Journal of Biomedical Nanotechnology ◽

10.1166/jbn.2020.2946 ◽

2020 ◽

Vol 16 (6) ◽

pp. 867-875

Author(s):

Junlin Li ◽

Lingyun Hao ◽

Xiaojuan Zhang ◽

Qing Lin ◽

Dong Liang

Keyword(s):

Drug Delivery ◽

Drug Release ◽

Cancer Cells ◽

Drug Delivery System ◽

Delivery System ◽

Uv Light ◽

Atomic Ratio ◽

Solution Temperature ◽

Photothermal Effect ◽

Chemotherapy Drugs

Liposome is a traditional drug-delivery system and most novel studies have focused on its drug release function.
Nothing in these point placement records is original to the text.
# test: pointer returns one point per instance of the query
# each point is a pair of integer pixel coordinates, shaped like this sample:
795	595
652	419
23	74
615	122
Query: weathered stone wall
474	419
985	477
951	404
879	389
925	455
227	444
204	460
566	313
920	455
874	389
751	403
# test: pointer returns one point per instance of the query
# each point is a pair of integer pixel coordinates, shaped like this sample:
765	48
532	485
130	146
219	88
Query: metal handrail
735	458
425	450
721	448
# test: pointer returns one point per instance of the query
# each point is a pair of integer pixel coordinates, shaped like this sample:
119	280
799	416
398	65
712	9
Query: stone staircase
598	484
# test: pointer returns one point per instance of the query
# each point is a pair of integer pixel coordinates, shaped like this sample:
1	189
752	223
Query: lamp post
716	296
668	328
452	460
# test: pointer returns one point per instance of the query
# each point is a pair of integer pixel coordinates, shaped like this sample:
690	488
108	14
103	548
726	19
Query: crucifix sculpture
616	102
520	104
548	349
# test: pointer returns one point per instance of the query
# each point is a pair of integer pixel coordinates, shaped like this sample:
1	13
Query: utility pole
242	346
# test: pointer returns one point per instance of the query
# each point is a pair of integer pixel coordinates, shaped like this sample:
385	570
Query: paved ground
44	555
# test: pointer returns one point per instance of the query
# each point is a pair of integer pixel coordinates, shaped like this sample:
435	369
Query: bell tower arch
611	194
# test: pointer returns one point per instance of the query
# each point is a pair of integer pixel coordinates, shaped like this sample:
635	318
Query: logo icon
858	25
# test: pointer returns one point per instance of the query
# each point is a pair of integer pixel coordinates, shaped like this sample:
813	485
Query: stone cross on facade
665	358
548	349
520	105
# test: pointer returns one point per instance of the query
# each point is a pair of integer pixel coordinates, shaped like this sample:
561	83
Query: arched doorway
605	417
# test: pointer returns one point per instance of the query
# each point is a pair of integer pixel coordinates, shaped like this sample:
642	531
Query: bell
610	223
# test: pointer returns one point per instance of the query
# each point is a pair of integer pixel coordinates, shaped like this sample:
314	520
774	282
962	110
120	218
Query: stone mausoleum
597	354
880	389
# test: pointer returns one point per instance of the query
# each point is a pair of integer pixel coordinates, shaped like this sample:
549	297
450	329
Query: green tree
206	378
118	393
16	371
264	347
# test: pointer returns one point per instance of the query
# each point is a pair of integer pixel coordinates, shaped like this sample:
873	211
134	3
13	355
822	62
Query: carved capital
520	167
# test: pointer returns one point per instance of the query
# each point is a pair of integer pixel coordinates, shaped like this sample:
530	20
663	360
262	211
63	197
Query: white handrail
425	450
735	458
In this paper, a new drug-delivery system based on liposomes was prepared, which contains hydrophobic FeAg alloy nanoparticles (FeAgNPs) in their lipid bilayer and berberine as test drug in their middle water phase. The size of AgFe-Ls was about 200 nm, the encapsulation efficiency of drugs was 35% and the lower critical solution temperature (LCST) of AgFe-Ls was about 41.96 °C. FeAgNPs in the AgFe-Ls had a 1:1 iron-to-silver atomic ratio with both optical and superparamagnetic properties. The photothermal effect and magnetocaloric effect of FeAgNPs could serve up both photo-stimulated and magnetic- stimulated drug release to liposomes. Release experiments results showed that AgFe-Ls could easily release berberine when stimulated by UV light (45% drug release at 20 min) or alternating current electromagnetic field (AMF) (80% drug release at 4 h). AgFe-Ls with both photo-controlled and magnetic-controlled drug release functions are promising to serve up chemotherapy drugs to cancer cells.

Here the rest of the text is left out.